Ilham Aliyev claims landslide victory in disputed Azerbaijani elections

Thursday, October 16, 2008

Ilham Aliyev in Poland, earlier this year.
Image: Polish Senate.

Incumbent President of Azerbaijan, Ilham Aliyev, has claimed victory by winning 89% of the vote in the recent Azerbaijani presidential election, which were boycotted by all major opposition parties.

The major opposition parties boycotted the election due to claims that the government was limiting people's democratic rights and restricting freedom of the press. These parties described the elections as nothing more than a charade.

"Despite the boycott by some opposition parties, the Azeris made their choice in favour of Ilham Aliyev," said Ali Akhmedov, a press spokesperson for Aliyev's New Azerbaijan Party.

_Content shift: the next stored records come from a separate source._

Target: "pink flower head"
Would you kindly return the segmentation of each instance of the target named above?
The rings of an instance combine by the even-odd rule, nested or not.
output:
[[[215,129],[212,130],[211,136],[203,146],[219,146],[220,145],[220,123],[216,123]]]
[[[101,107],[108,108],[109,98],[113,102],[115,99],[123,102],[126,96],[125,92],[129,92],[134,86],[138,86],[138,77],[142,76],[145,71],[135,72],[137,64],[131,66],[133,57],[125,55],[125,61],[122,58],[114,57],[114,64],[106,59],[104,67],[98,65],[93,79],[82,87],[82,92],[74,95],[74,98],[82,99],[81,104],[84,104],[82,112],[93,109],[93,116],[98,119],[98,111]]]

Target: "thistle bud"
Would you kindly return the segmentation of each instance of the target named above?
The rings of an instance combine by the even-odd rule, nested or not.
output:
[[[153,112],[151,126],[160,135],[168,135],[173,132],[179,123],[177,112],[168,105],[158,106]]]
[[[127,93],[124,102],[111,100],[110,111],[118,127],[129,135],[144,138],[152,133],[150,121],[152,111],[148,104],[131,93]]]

Aliyev faced six opponents in a presidential election. None of these competitors were considered a serious competitor by the newly re-elected president.

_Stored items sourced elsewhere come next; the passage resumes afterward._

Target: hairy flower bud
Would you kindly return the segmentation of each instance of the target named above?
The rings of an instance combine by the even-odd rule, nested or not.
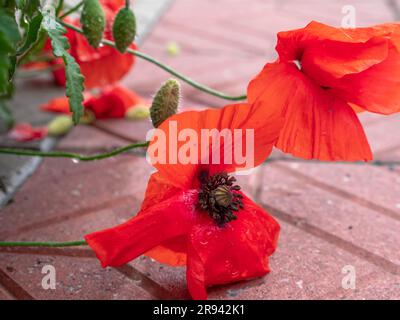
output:
[[[113,37],[118,51],[124,53],[136,36],[136,18],[132,10],[119,10],[113,23]]]
[[[179,82],[175,79],[167,80],[157,91],[150,108],[150,117],[155,128],[178,111],[179,99]]]
[[[98,48],[106,27],[105,14],[98,0],[84,0],[81,24],[90,45]]]

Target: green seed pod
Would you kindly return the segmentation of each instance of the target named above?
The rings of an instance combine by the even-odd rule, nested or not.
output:
[[[143,120],[147,119],[149,115],[149,107],[145,105],[134,106],[125,112],[125,118],[128,120]]]
[[[67,134],[74,126],[71,116],[55,117],[47,126],[49,135],[59,137]]]
[[[178,111],[179,99],[180,85],[175,79],[169,79],[158,89],[150,107],[150,117],[155,128]]]
[[[81,15],[83,34],[90,45],[98,48],[106,27],[106,17],[98,0],[85,0]]]
[[[112,32],[118,51],[124,53],[136,36],[136,18],[131,9],[119,10],[114,19]]]

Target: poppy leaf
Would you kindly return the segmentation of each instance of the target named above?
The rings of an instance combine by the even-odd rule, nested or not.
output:
[[[50,37],[53,53],[56,57],[62,58],[65,64],[66,74],[66,96],[69,99],[69,106],[72,112],[72,119],[75,124],[83,115],[83,81],[79,64],[68,53],[70,48],[67,37],[64,36],[66,29],[58,23],[49,13],[42,12],[42,27]]]
[[[25,36],[25,41],[18,49],[17,54],[21,55],[32,48],[39,40],[39,30],[42,24],[43,16],[41,13],[36,15],[28,25],[28,31]]]
[[[15,47],[20,41],[15,19],[0,11],[0,95],[9,97],[12,91],[10,79],[15,70]]]
[[[14,118],[11,111],[3,100],[0,100],[0,119],[8,129],[14,125]]]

Isa Gambar, leader of the Musavat party, which was the main opposition party until it entered the boycott, commented on the result. "It's a farce, a tragicomedy," he stated. "The authorities were trying to force people to vote."

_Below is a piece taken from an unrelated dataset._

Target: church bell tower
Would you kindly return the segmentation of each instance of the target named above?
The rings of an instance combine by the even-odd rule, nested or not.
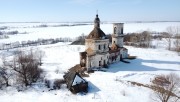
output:
[[[124,39],[123,26],[124,23],[113,24],[112,44],[116,44],[119,47],[123,47],[123,39]]]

Should Aliyev be internationally accepted as president?

Authorities state that there was a 78% turnout in the election.

At 15:00 UTC today, the Organization for Security and Co-operation in Europe (OSCE) criticized the election, but said that progress had been made. The organisation said in a press release that "yesterday's presidential election in Azerbaijan marked considerable progress, but did not meet all of the country's international commitments."

"The election was conducted in a peaceful manner, but was characterized by a lack of robust competition and vibrant political discourse facilitated by the media, and thus did not reflect all principles of a meaningful and pluralistic democratic election," continued the OSCE. "Regrettably, some opposition parties boycotted the election, citing longstanding obstacles. This further limited the scope for meaningful choice for the electorate."